JURNALTODAY.CO, DISKOMINFO KALTIM – Pemerintah Provinsi Kalimantan Timur menegaskan bahwa program pendidikan gratis bagi mahasiswa tetap aman meskipun terjadi penyesuaian anggaran daerah untuk tahun 2026. Pernyataan itu disampaikan Sekretaris Daerah Kaltim, Sri Wahyuni usao rapat dengan DPRD Kaltim, Senin (17/11/2025).

Sri menekankan bahwa program Gratispol, yang menanggung UKT mahasiswa dari semester 1 hingga semester 8, menjadi prioritas utama dan tidak akan terpengaruh oleh penurunan anggaran lainnya.

“Bagaimana bagian pendidikan?
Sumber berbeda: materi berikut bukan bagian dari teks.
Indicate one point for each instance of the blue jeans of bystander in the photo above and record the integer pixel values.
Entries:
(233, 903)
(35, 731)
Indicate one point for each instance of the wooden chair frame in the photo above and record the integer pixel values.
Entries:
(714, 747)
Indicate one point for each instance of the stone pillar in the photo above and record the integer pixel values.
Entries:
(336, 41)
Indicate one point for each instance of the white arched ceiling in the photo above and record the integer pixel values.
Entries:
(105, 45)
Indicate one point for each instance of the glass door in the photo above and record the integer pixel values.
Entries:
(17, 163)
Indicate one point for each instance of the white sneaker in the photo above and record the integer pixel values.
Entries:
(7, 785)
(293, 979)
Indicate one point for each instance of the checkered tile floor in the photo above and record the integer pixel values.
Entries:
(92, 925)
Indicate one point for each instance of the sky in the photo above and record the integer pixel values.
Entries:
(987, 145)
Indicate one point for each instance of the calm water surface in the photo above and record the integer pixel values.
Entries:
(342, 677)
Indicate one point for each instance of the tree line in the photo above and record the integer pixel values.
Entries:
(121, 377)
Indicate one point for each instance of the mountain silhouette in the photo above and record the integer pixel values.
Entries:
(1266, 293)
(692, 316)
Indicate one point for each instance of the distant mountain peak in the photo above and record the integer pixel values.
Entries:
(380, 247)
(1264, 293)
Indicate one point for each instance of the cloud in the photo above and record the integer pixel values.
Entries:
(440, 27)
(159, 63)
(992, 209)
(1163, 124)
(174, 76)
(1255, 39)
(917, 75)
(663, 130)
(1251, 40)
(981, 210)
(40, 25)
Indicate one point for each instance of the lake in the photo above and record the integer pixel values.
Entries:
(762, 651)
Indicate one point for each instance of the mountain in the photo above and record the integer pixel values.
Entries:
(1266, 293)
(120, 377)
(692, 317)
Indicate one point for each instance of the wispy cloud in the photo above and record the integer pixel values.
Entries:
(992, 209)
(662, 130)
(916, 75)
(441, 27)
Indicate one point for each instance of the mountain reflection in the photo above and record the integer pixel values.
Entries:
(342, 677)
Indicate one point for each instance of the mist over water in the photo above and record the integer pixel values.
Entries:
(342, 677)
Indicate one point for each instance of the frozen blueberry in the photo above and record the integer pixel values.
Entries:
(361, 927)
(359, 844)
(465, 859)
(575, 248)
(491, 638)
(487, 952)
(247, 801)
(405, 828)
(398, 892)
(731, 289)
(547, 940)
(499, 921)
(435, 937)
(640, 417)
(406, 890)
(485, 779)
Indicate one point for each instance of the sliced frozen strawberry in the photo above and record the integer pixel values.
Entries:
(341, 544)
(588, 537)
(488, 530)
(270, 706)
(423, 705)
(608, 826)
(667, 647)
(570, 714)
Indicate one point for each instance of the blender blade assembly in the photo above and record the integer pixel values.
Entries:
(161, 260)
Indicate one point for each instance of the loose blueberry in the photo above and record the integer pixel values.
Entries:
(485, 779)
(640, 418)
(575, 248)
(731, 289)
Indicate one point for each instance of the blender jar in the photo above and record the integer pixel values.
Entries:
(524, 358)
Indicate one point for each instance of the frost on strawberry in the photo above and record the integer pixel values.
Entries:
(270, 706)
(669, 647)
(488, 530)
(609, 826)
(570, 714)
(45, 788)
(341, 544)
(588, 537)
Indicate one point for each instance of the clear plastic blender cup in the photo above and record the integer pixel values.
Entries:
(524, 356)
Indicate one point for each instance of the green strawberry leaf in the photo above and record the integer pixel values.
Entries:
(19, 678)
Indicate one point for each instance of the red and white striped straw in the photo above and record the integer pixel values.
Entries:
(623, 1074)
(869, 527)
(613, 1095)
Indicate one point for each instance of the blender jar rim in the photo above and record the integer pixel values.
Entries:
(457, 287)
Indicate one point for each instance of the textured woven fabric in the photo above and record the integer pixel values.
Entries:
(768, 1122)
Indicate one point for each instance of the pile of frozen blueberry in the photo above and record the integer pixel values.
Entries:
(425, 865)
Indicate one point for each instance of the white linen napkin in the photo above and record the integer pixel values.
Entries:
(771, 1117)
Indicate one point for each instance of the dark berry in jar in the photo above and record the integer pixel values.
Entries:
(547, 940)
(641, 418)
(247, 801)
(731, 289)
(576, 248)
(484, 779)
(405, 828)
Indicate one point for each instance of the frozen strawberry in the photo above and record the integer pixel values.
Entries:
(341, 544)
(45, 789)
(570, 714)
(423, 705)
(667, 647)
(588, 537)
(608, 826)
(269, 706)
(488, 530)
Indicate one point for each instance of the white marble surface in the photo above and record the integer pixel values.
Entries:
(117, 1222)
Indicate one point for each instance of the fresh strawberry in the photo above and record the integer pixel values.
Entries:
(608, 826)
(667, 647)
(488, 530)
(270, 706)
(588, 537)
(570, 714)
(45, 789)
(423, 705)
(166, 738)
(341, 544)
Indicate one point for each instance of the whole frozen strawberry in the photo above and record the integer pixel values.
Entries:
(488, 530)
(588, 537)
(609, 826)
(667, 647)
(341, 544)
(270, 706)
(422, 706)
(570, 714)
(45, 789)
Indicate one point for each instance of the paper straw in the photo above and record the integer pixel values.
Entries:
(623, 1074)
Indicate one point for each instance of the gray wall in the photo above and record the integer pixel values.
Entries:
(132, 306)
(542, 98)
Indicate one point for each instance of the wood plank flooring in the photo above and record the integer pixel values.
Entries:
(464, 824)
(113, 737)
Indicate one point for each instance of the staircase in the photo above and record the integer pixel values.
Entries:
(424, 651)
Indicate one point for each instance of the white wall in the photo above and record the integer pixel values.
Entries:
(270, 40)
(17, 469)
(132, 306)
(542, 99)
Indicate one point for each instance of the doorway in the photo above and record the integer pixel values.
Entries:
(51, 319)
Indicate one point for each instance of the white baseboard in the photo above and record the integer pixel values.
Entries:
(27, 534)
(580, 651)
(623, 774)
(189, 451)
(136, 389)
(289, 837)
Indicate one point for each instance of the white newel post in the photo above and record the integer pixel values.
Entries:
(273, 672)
Pendidikan gratis aman. Program yang lain mungkin hanya volumenya yang disesuaikan, tapi pendidikan Gratispol untuk mahasiswa semester 1 sampai semester 8 tahun depan tetap aman. Sudah kita proyeksikan,” ujar Sri.

Menurut Sri, pencairan dana untuk mahasiswa Perguruan Tinggi Negeri (PTN) telah selesai, sementara untuk Perguruan Tinggi Swasta (PTS) masih dalam proses. Beberapa kendala administratif masih menjadi perhatian, seperti kelengkapan data rekening mahasiswa, keaktifan mahasiswa, serta dokumen administrasi yang belum lengkap.

“Untuk PTS, ada beberapa yang bermasalah dengan rekeningnya, ada yang kurang aktif, atau administrasinya belum lengkap. Setelah semua kelengkapan ini terpenuhi, proses pencairan akan segera dilakukan.”

Sri juga memastikan bahwa besaran anggaran untuk program pendidikan gratis tetap diperhitungkan secara matang, meski terjadi penyesuaian anggaran di sektor lain.

“Saya lupa besarannya tadi, sekitar Rp44 miliar, tapi nanti kami cek lagi. Yang jelas semua mahasiswa yang berhak akan mendapatkan manfaatnya,” katanya.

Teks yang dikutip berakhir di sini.